Federal Housing Administration Eases Credit Limits for Mortgages
FHA Rethinks Tight Credit Limits After Recession
A new policy change by the Federal Housing Administration is making it easier for home buyers with questionable credit scores to qualify for mortgages.
The new policy gives lenders more discretion to grant home loans to borrowers who qualify under FHA underwriting guidelines but would have been disqualified previously by low FICO scores, according to a report by The Legal Forum (www.legal-forum.net)
Financial analysts say up to 100,000 more borrowers could qualify for mortgages.
Until now, lenders have avoided granting loans to anyone with a FICO score below 640 on the scale that runs from 300 to 850. They defended their credit score limit by saying the FHA could penalize them if they granted too many “high-risk” loans.
The new FHA policy allows lenders to grant mortgages to persons with lower-than-average FICO scores without penalty if a large percentage of their local community is made up of residents with poor credit. Typically, they consist of young adults, first-time home buyers, minority households and moderate-income working families.

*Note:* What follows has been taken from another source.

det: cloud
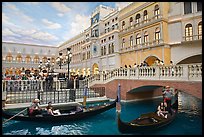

Applicants for FHA loans still will need to meet the old underwriting standards, which include a reliable income, acceptable debt-to-income levels and a secure ability to repay.
However, now they can qualify for mortgages even if their FICO scores are in the upper 500s to low 600s.
Mortgage Bankers Association officials say borrowers with the lower FICO scores might not get accepted by all lenders. Nevertheless, their chances of finding at least one FHA lender after applying in several places is greatly increased under the new guidelines.
Bankers say lenders are most likely to phase in the new policy slowly, only after they have seen whether the FHA penalizes lenders who grant loans to borrowers with lower FICO scores.
The new policy is intended by the Federal Reserve Bank as a reprieve from the tight credit limits imposed as a reaction to the recession that started in 2008.